Subject: Re: Pre-filtering for expensive query
From: Matt Ronge
Date: Sat, 30 Aug 2008 11:22:50 -0500

On Aug 30, 2008, at 6:13 AM, Paul Elschot wrote:

Op Saturday 30 August 2008 03:34:01 schreef Matt Ronge:
Hi all,

I am working on implementing a new Query, Weight and Scorer that is
expensive to run. I'd like to limit the number of documents I run
this query on by first building a candidate set of documents with a
boolean query. Once I have that candidate set, I was hoping I could
build a filter off of it, and issue that along with my expensive
query. However, after reading the code I see that filtering is done
during the search, and not before hand.

Correct. I suppose you mean the filtering code in IndexSearcher?

Yes, that's exactly what I mean.

So my initial boolean query
won't help in limiting the number of documents scored by my expensive

The trick of filtering is the use of skipTo() on both the filter and
the scorer to skip superfluous work as much as possible.
So when you make your scorer implement skipTo() efficiently,
filtering it should reduce the amount of scoring done.

Implementing skipTo() efficiently is normally done by using
TermScorer.skipTo() on the leafs of a scorer structure.

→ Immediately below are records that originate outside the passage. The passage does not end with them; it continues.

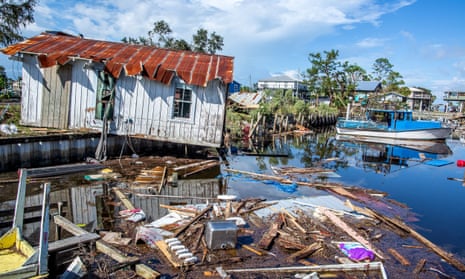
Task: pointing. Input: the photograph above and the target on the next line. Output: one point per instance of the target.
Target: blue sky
(423, 39)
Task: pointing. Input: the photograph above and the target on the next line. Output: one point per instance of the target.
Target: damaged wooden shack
(168, 96)
(346, 232)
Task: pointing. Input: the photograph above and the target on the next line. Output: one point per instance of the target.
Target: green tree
(160, 36)
(383, 72)
(14, 15)
(3, 78)
(321, 74)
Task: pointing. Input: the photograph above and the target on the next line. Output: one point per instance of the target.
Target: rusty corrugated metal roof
(155, 63)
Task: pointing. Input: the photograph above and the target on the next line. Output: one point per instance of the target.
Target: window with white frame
(182, 102)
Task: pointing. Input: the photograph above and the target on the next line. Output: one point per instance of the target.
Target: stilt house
(70, 82)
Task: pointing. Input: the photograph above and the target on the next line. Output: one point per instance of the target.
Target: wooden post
(20, 198)
(44, 228)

So,
in case you implement your own TermScorer, take a serious
look at TermScorer.skipTo().

Normally, score value computations are not the bottleneck,
but accessing the index is, and this is where skipTo() does
the real work. At the moment avoiding score value computations
is a nice extra.

I was not aware of this. Where can I find the code that uses the filter to determine what values to feed to skipTo (I'm trying to get a better understand of the Lucene source)?

Or should I just implement something myself in a custom scorer?

In case you have a better way than skipTo(), or something
to improve on this issue to allow a Filter as clause to BooleanQuery:
let us know.

Thanks, if the skipTo approach doesn't work, I'll take a look at this.